The Commonwealth Government has introduced several bills as part of its “Nature Positive Plan”. In particular, the Nature Positive (Environment Protection Australia) Bill 2024 will establish a statutory Commonwealth entity known as ‘Environment Protection Australia’ and the Nature Positive (Environment Information Australia) Bill 2024 will establish the statutory position of the ‘Head of Environment Information Australia’ to improve environmental reporting. We will continue to track their progression through Parliament.

Industry news

  • The NSW Government is partnering with Councils to trial AI assisted technologies with the aim of speeding up development assessment timeframes. Read more about the trial here.
  • An inquiry into ‘Zombie Developments’ was announced by the NSW Legislative Assembly Committee on 19 March 2024. The inquiry will examine the impact of historical development consents on the NSW planning system, development industry and property ownership and will consider policy and legal solutions to address concerns about so called ‘Zombie Developments’. View the full terms of reference and track the inquiry here.

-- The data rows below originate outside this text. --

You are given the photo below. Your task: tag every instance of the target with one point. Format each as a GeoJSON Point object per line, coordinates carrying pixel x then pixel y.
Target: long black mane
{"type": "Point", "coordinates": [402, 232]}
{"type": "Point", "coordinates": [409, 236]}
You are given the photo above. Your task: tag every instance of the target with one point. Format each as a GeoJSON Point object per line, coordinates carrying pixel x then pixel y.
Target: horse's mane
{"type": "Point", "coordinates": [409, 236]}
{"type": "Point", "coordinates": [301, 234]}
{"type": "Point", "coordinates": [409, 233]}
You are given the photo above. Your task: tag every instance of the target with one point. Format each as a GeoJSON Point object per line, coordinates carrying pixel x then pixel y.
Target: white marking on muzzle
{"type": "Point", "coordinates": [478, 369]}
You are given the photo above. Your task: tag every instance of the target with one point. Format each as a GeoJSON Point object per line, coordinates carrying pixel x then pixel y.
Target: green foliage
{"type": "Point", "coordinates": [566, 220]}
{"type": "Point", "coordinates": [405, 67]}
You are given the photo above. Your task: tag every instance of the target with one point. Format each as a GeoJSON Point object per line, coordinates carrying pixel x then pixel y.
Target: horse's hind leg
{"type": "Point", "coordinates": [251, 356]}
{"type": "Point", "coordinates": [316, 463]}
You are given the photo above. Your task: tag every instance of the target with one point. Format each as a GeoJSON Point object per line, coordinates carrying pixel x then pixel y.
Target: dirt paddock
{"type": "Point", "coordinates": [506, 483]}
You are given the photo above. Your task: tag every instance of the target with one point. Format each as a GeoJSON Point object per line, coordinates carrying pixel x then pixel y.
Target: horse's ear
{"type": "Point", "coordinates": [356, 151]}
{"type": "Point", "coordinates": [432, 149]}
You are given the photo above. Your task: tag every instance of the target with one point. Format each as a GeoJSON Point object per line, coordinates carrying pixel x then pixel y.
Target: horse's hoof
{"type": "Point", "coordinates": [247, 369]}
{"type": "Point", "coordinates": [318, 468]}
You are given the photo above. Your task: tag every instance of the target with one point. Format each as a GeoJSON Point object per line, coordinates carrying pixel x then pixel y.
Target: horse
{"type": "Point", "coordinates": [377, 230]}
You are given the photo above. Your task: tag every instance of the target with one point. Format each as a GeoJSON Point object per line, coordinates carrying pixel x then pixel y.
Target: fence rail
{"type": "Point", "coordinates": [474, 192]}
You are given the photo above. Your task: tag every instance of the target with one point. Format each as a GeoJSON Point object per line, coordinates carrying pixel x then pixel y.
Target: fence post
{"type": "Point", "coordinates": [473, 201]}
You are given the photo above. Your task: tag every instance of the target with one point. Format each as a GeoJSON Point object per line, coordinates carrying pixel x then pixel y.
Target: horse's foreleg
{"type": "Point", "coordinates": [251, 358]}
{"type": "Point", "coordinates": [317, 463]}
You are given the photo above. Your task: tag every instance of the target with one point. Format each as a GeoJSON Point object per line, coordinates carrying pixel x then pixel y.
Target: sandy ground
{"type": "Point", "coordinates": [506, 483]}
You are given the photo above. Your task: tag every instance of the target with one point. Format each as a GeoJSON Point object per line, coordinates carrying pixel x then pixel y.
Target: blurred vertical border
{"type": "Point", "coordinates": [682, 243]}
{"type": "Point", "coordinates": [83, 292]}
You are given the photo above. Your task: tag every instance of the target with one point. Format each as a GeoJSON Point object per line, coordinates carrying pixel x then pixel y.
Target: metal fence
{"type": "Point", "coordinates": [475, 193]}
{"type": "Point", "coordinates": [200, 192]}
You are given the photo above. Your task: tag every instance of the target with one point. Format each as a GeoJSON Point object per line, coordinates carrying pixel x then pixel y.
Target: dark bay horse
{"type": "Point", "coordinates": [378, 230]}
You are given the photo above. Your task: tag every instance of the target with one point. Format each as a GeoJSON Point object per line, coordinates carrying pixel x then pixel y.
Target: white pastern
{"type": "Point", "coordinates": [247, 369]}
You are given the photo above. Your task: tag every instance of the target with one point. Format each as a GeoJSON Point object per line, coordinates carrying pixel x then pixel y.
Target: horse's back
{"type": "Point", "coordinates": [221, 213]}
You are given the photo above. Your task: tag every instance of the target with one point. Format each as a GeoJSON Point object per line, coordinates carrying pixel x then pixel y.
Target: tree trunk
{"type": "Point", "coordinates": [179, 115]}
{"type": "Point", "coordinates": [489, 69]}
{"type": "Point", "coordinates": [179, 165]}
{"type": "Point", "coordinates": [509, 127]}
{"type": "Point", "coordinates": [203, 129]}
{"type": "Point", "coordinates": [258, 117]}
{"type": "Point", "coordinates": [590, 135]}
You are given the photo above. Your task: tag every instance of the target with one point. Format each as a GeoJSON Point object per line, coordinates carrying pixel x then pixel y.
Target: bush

  • Accelerated rezoning proposals for social and affordable housing from NSW State housing agencies will be managed by a newly established department within DPHI to deliver faster approvals. Read more here.
  • In March 2024, the NSW Minister for the Environment released the report of the 5-year review of the Biodiversity Assessment Method (BAM). The review found that, overall, the BAM was working as intended, however, it contains 32 recommendations to improve the method’s efficiency and effectiveness. The NSW Department of Climate Change, Energy, the Environment and Water will now consider this review in conjunction with the review into the Biodiversity Conservation Act 2016 (BC Act) (which was tabled in Parliament in August 2023), and will undertake further public consultation before making any changes to the BAM. The review of the BAM can be downloaded here (and the review of the BC Act can be considered here).